SparkRSVD open-sourced by Criteo for large scale recommendation engines
Recommendation engines are at the heart of many advertising platforms, enabling to recommend to a user products they might like, based on their previous interaction with other products. Several techniques exist to build such recommendation engine (Koren09). One of them, called collaborative filtering, is based on analyzing all the interaction data between the users and the products (e.g. ratings, buys or page visits) to identify relationships between users, and also between products, so as to identify product categories a user might be interested in. One way to do it is to use latent factors, which are traits that characterizes both users and products. To create them automatically, as in latent factor analysis, one might use matrix factorization. This technique was popularized with the Netflix prize (Bennett07). The interaction matrix, where for instances rows represent users and columns represent products, and whose entries are filled with a number when an interaction has taken place (it might be a 1 when it is an uncountable interaction, such as a film view or page visit, or a number when an explicit rating is given by the user), can be factorized using different methods: Bayesian Personalized Ranking (Rendle09), Weighted Alternated Least Squares (Hu08) or more recent Variational Autoencoders (Liang18) just to name a few.

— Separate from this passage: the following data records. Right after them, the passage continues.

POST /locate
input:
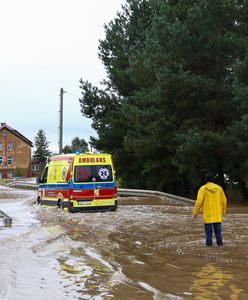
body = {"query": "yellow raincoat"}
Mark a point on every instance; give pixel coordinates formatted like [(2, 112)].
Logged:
[(213, 201)]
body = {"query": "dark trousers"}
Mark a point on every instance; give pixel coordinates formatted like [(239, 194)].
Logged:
[(209, 232)]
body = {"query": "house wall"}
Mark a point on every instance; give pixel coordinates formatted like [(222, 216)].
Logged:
[(20, 154)]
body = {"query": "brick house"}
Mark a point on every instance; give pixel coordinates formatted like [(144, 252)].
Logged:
[(15, 153)]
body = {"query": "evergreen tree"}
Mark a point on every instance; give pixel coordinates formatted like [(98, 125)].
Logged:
[(42, 152), (175, 100)]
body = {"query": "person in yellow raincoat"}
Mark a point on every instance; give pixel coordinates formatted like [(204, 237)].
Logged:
[(212, 199)]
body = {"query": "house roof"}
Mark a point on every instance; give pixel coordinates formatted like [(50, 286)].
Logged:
[(16, 133)]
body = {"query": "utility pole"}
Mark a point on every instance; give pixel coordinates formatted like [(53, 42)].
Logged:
[(61, 121)]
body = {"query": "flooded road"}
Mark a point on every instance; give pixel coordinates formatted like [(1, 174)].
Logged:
[(147, 249)]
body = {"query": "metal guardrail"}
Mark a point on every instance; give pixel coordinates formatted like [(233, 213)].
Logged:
[(150, 193), (121, 192)]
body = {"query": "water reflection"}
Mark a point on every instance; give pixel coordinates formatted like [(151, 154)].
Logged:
[(144, 250), (211, 282)]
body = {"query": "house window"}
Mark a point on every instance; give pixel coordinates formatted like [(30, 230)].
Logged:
[(9, 174), (10, 146), (10, 160)]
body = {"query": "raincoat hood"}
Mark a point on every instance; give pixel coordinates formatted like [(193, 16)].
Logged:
[(211, 198), (211, 187)]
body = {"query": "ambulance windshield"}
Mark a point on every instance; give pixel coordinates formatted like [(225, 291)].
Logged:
[(97, 173)]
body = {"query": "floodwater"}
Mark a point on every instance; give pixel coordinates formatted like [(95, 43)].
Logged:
[(147, 249)]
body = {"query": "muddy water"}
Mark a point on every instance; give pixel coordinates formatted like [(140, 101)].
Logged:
[(147, 249)]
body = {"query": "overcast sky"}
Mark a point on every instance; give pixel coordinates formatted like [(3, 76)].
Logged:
[(47, 45)]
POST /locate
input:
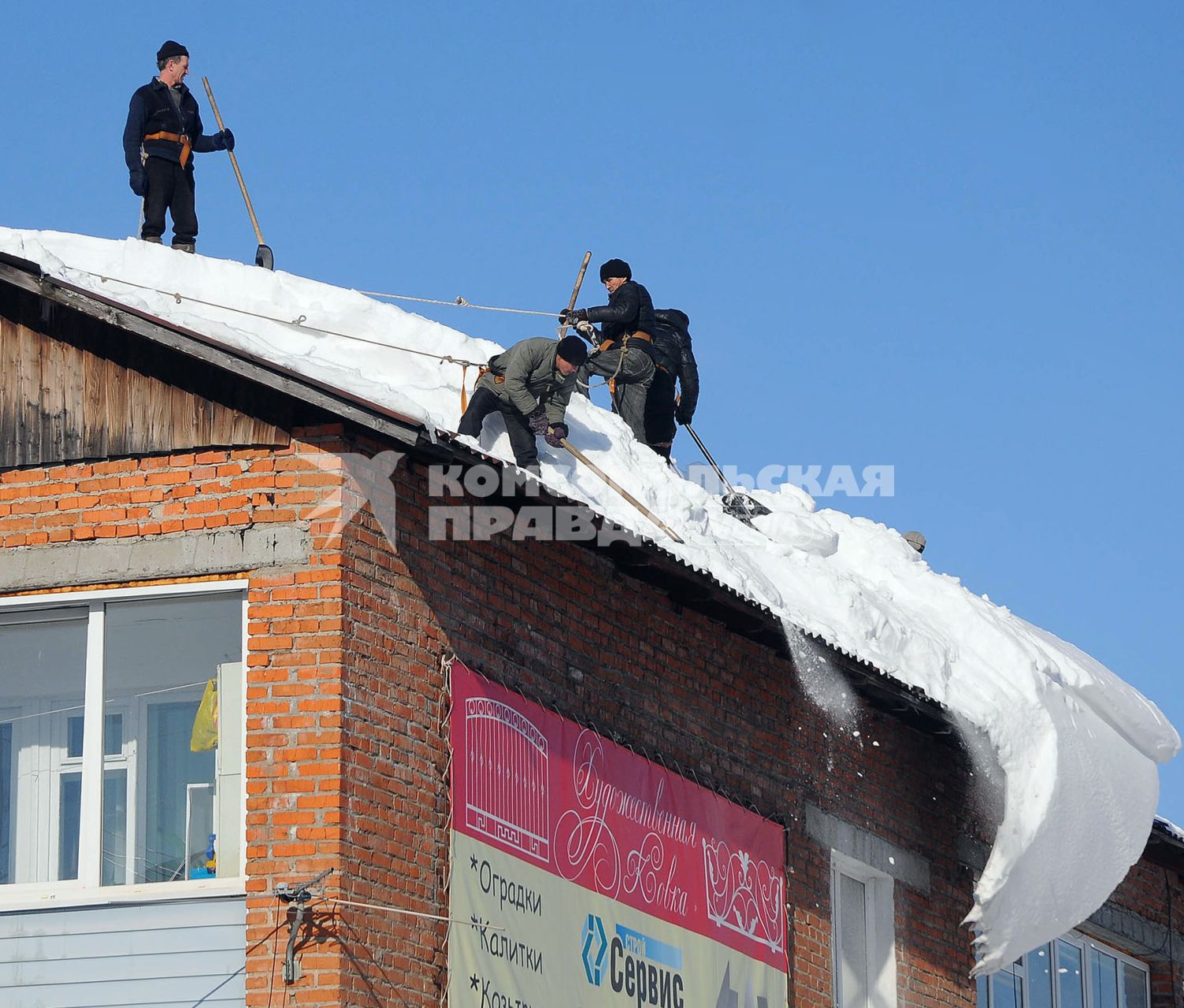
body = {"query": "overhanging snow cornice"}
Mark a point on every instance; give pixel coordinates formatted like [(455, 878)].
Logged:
[(28, 277)]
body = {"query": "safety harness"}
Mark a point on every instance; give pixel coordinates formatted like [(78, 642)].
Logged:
[(176, 138)]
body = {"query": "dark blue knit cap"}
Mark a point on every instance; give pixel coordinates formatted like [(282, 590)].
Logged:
[(171, 50)]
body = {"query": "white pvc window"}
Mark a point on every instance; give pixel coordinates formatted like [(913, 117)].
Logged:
[(1073, 972), (121, 739), (862, 935)]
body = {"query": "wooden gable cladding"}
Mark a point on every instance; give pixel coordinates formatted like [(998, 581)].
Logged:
[(75, 387)]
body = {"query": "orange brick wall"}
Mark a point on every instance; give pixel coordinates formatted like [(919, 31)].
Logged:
[(346, 701)]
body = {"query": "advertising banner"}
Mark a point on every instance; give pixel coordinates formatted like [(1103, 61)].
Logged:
[(592, 876)]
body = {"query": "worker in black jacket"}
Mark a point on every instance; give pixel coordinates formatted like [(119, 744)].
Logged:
[(675, 363), (623, 354), (164, 120)]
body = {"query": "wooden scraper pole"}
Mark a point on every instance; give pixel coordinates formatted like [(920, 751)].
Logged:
[(621, 490), (233, 161), (576, 290)]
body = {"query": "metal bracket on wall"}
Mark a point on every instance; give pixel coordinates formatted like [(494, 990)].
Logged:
[(301, 895)]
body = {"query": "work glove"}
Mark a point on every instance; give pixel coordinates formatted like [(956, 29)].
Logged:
[(538, 421)]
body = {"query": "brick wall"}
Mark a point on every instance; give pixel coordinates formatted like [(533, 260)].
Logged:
[(565, 627), (346, 762)]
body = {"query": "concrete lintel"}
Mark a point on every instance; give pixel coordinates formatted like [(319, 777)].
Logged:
[(904, 866), (143, 558)]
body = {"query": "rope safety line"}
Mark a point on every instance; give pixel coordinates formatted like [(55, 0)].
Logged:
[(300, 322), (458, 303)]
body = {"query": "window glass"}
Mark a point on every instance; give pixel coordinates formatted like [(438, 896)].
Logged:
[(1007, 991), (1069, 976), (164, 673), (1104, 977), (1040, 977), (1134, 987), (852, 942), (43, 680)]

The problem with many state-of-the-art collaborative filtering approaches is that they are made and tested for relatively small datasets — Netflix (463k items and 18k users), Million Songs Dataset (571k items and 41k users), etc. While in the case of web-scale recommendations we have to make recommendations for ~10⁹ users and ~10⁸ items. There are some existing scalable approaches that are worth mentioning: PinSage (or older Pixie) or Giraph-based matrix factorization. But we could not use either of them: the former does not have an open-source implementation that we could use and the latter is a de-facto custom distribution framework that would be hard to maintain. We needed a solution that would be scalable, light on the cluster and running on a general-purpose distributed framework with high community support. In order to achieve that, we leveraged the last decade of advances in randomized methods (for algorithms, refer to Li16), not so well known approach to collaborative filtering — PureSVD (Carmona12) and built it on top of Apache Spark. Recently, we open-sourced our implementation (Spark-RSVD), a library which allows to compute approximate SVD factorization of large scale sparse matrices. To the best of our knowledge, this is the first library on Spark which implements randomized SVD at scale.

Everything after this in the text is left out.